Photoshop does its best, but if you have any layers in the multiply blend mode, while each layer individually might respect ink density limits, the resulting final pixels can still blow past the limits.

For this reason, if you rely on a color profile conversion to fix ink density you should:
  • Flatten the image first (to get rid of blending mode interactions)
  • Limit the amount of adjusting you do afterwards, e.g. fixing the contrast
  • Spot check problem areas before you declare victory
Currently, DriveThruRPG is recommending that art be converted to the CGATS21_CRPC1.icc profile, which you can download from them.

Method 3: Convert to custom CMYK profile settings

If you can't figure out the printer's target color profile, Photoshop will let you manually specify an ink density limit if you convert to a 'custom' CMYK profile.

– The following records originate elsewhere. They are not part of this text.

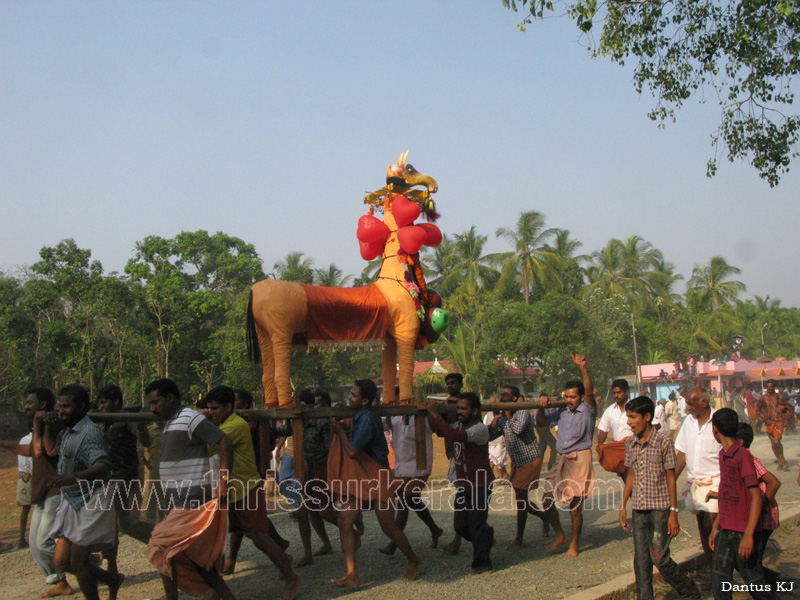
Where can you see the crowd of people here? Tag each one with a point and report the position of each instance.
(200, 482)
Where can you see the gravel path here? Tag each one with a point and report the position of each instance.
(606, 551)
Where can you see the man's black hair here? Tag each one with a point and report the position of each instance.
(457, 376)
(245, 396)
(641, 405)
(474, 400)
(326, 397)
(745, 433)
(621, 384)
(78, 394)
(222, 395)
(164, 387)
(574, 383)
(111, 392)
(368, 389)
(726, 421)
(44, 395)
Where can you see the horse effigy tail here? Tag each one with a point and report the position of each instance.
(253, 348)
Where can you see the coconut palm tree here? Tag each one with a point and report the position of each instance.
(713, 283)
(532, 259)
(631, 269)
(469, 268)
(439, 262)
(295, 268)
(332, 277)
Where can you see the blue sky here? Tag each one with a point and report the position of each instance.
(269, 120)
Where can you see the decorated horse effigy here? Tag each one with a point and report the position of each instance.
(396, 313)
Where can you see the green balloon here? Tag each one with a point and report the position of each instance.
(440, 320)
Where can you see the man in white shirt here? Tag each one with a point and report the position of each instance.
(660, 416)
(414, 479)
(611, 456)
(498, 455)
(698, 451)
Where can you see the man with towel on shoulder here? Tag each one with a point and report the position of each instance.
(611, 455)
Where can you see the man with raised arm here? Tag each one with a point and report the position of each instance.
(572, 478)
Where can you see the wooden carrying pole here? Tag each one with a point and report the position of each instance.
(321, 412)
(299, 413)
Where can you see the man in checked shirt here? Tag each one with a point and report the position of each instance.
(650, 483)
(519, 431)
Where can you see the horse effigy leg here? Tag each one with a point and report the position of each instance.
(268, 368)
(282, 358)
(389, 361)
(405, 358)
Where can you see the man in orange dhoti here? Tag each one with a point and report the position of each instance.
(187, 546)
(358, 473)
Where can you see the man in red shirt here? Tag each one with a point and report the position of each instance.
(735, 535)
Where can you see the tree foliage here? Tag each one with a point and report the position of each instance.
(179, 309)
(743, 54)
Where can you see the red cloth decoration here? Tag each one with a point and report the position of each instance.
(405, 212)
(371, 229)
(371, 250)
(434, 237)
(411, 238)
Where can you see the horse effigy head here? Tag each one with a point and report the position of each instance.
(403, 175)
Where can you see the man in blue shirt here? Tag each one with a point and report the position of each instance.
(84, 521)
(572, 478)
(367, 448)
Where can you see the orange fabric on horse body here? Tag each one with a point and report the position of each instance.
(345, 314)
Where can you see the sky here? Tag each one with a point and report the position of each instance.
(269, 120)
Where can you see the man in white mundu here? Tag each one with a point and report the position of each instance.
(698, 451)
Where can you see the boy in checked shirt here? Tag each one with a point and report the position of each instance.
(650, 485)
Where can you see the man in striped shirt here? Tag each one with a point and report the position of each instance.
(188, 540)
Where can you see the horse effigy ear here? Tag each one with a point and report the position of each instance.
(405, 212)
(371, 229)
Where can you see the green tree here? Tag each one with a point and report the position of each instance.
(532, 260)
(333, 276)
(630, 269)
(713, 284)
(743, 52)
(295, 268)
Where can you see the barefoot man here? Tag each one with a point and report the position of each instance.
(247, 503)
(469, 439)
(358, 472)
(572, 478)
(519, 432)
(45, 499)
(316, 507)
(85, 521)
(187, 546)
(414, 479)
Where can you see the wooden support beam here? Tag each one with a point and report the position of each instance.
(264, 443)
(266, 414)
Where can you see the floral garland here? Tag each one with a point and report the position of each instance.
(413, 289)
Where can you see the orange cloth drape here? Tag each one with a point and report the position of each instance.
(186, 538)
(361, 478)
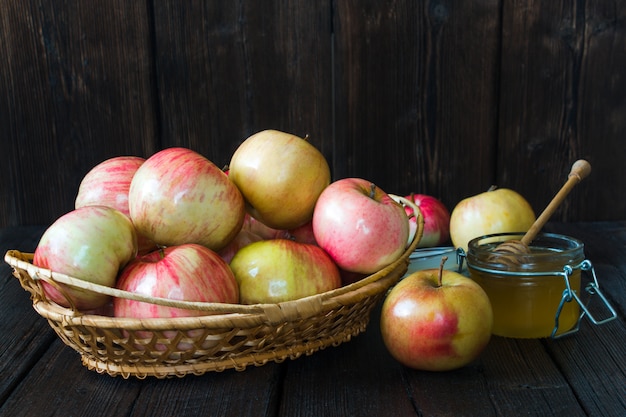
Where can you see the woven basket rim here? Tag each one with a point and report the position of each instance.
(216, 312)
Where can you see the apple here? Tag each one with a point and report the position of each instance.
(280, 176)
(107, 184)
(253, 225)
(494, 211)
(243, 238)
(436, 320)
(436, 220)
(90, 243)
(277, 270)
(303, 234)
(178, 196)
(188, 272)
(360, 226)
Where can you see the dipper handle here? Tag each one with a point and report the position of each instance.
(580, 170)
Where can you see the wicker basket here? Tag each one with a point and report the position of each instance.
(229, 336)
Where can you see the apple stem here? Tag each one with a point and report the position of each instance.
(372, 190)
(443, 261)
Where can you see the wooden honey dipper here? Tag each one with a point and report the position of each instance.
(580, 170)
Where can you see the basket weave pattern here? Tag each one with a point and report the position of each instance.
(251, 335)
(228, 336)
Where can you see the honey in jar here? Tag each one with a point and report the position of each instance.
(526, 291)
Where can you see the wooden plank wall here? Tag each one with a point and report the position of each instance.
(439, 97)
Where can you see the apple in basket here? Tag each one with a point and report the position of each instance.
(280, 175)
(436, 220)
(436, 320)
(277, 270)
(107, 184)
(91, 243)
(188, 272)
(178, 196)
(498, 210)
(256, 227)
(243, 238)
(360, 226)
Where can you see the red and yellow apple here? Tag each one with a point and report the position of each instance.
(436, 320)
(277, 270)
(178, 196)
(91, 243)
(360, 226)
(498, 210)
(436, 220)
(107, 184)
(281, 176)
(188, 272)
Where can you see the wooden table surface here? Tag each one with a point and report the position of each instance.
(584, 374)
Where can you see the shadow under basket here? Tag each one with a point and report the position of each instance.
(228, 336)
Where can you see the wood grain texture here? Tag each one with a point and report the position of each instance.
(76, 89)
(562, 99)
(415, 101)
(441, 97)
(227, 70)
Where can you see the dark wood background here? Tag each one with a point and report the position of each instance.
(438, 97)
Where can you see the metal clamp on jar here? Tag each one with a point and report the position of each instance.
(537, 294)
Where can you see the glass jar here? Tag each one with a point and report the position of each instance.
(527, 292)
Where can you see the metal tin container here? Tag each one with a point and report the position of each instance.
(533, 295)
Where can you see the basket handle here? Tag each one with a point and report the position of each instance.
(276, 313)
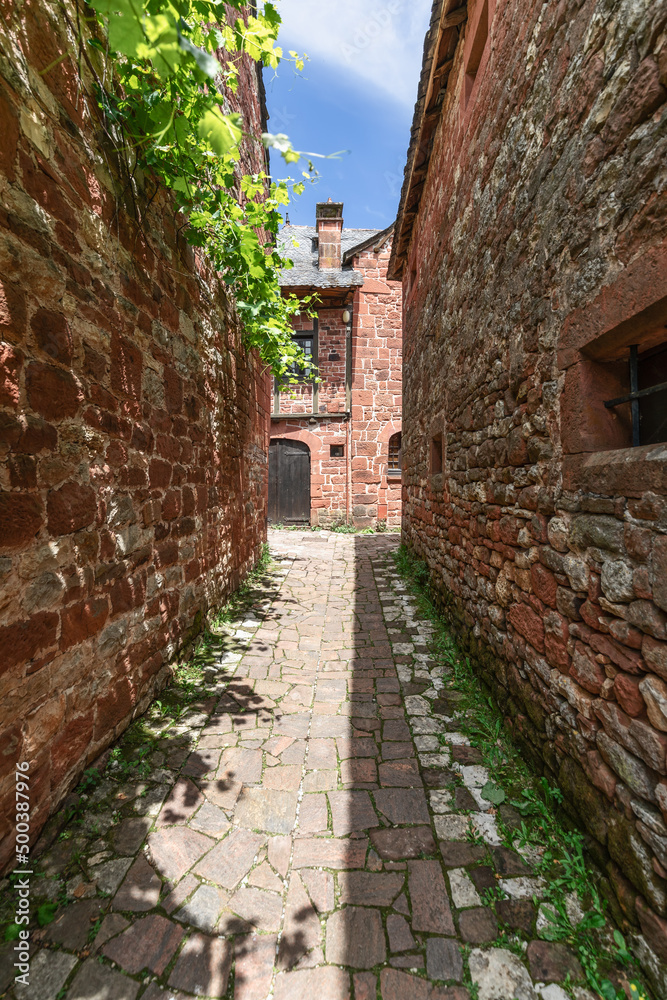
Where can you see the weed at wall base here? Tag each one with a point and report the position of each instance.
(572, 909)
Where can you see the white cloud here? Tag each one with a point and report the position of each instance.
(379, 42)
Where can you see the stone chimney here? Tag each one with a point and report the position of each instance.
(329, 226)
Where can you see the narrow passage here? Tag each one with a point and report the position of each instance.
(309, 835)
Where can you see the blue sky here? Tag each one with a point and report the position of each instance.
(357, 93)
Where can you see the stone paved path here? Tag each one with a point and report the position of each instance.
(308, 836)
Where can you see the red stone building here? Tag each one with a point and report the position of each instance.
(133, 427)
(530, 242)
(335, 453)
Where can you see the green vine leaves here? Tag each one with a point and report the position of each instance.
(169, 97)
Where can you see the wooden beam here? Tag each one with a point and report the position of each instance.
(455, 17)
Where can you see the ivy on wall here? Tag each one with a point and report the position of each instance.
(162, 88)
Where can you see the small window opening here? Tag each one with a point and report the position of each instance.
(394, 463)
(436, 455)
(476, 52)
(306, 345)
(647, 396)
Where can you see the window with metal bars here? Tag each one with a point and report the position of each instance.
(306, 344)
(647, 396)
(394, 462)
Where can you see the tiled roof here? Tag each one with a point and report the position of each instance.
(306, 272)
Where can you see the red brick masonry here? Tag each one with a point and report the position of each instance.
(133, 433)
(530, 242)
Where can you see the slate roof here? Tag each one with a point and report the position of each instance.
(306, 271)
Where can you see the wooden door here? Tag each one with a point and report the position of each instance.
(289, 482)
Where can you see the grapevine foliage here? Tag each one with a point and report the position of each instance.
(169, 65)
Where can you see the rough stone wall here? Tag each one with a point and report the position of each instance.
(360, 484)
(376, 389)
(133, 429)
(539, 231)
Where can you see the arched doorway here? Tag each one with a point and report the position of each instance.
(289, 482)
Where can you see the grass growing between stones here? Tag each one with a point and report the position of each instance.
(530, 817)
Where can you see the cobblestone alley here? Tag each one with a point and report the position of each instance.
(307, 834)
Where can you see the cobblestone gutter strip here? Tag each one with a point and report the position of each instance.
(532, 923)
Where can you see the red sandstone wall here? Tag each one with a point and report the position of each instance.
(376, 389)
(133, 433)
(375, 396)
(542, 214)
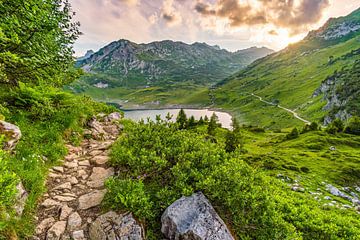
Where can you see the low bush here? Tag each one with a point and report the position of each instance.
(160, 163)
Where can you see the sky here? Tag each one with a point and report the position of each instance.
(230, 24)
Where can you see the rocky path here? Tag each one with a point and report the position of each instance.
(76, 188)
(286, 109)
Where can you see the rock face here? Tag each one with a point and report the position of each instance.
(113, 226)
(12, 135)
(193, 218)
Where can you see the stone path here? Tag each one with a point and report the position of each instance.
(76, 189)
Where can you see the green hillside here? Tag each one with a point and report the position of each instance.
(296, 79)
(159, 73)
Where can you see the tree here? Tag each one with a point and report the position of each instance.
(293, 134)
(191, 122)
(233, 138)
(213, 124)
(36, 38)
(353, 127)
(181, 119)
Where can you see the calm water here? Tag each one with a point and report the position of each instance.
(136, 115)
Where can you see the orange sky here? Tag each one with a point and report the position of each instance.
(231, 24)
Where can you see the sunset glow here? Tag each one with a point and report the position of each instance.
(231, 24)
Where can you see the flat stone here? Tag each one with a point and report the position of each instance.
(63, 186)
(64, 198)
(73, 180)
(54, 175)
(91, 199)
(84, 163)
(78, 235)
(21, 197)
(190, 218)
(44, 225)
(49, 202)
(55, 232)
(100, 160)
(115, 226)
(99, 176)
(65, 212)
(95, 152)
(82, 174)
(58, 169)
(71, 164)
(74, 221)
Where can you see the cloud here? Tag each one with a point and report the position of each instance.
(273, 32)
(171, 16)
(295, 15)
(128, 2)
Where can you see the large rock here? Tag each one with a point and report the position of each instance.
(193, 218)
(113, 226)
(12, 135)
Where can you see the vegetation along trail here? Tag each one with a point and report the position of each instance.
(284, 108)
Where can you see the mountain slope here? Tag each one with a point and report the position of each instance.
(312, 77)
(124, 63)
(159, 74)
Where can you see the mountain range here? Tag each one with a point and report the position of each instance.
(318, 77)
(127, 64)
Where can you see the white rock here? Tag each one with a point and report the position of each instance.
(99, 176)
(55, 232)
(74, 221)
(44, 225)
(78, 235)
(49, 203)
(191, 218)
(63, 186)
(65, 212)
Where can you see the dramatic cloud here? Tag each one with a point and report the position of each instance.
(231, 24)
(291, 14)
(170, 14)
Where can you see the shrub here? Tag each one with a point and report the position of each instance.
(353, 126)
(160, 164)
(8, 182)
(293, 134)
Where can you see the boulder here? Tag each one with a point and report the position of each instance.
(113, 226)
(55, 232)
(12, 135)
(193, 218)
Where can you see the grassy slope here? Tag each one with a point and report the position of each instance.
(290, 76)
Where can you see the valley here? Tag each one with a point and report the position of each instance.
(170, 140)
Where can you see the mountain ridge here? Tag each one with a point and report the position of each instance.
(292, 76)
(164, 61)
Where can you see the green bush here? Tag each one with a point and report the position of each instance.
(353, 126)
(160, 163)
(8, 182)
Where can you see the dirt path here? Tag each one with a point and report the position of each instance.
(76, 189)
(286, 109)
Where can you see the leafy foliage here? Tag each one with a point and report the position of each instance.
(36, 38)
(160, 163)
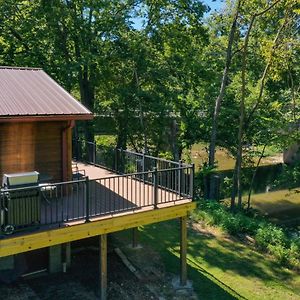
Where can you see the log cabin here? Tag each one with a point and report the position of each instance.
(43, 219)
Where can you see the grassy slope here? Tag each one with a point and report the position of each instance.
(221, 268)
(283, 205)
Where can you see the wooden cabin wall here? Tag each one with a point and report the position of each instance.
(35, 146)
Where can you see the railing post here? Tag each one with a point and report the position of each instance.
(155, 187)
(87, 199)
(179, 177)
(122, 170)
(94, 152)
(143, 166)
(192, 174)
(116, 159)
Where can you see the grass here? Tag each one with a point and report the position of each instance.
(220, 268)
(281, 206)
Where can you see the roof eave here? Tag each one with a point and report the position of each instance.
(44, 118)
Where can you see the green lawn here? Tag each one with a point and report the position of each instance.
(219, 267)
(281, 206)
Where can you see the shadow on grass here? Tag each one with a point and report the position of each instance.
(225, 255)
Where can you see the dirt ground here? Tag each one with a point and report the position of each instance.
(80, 282)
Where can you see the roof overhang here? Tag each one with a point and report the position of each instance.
(44, 118)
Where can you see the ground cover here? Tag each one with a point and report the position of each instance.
(219, 266)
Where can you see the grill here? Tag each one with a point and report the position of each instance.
(20, 201)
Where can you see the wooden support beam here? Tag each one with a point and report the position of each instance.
(183, 250)
(103, 266)
(134, 237)
(31, 241)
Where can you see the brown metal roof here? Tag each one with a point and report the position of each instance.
(31, 93)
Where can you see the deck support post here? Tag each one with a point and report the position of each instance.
(87, 200)
(55, 259)
(180, 178)
(134, 237)
(155, 187)
(183, 251)
(103, 266)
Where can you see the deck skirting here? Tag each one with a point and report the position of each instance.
(18, 244)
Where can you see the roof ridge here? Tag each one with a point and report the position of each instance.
(20, 68)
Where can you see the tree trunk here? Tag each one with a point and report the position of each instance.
(212, 146)
(239, 157)
(224, 82)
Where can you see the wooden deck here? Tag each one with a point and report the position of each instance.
(111, 196)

Choose Edit | Convert to Profile..



Chose the CMYK destination space, then pick 'Custom CMYK' as the profile. When the profile customization dialog pops up, type in '240' as the ink density limit:


..and that's it.

Finally, spot check any problem areas your publisher highlighted for you, and any other likely problem areas if you do any adjustments after the conversion.

As with using the printer's color profile, there's nothing magical about converting to CMYK that will keep your image within the ink density limit if you adjust it. It may already be out of whack if you have blend mode interactions, so try this with a flattened version of the image if your spot checks.

Send it back to the publisher and.. good luck!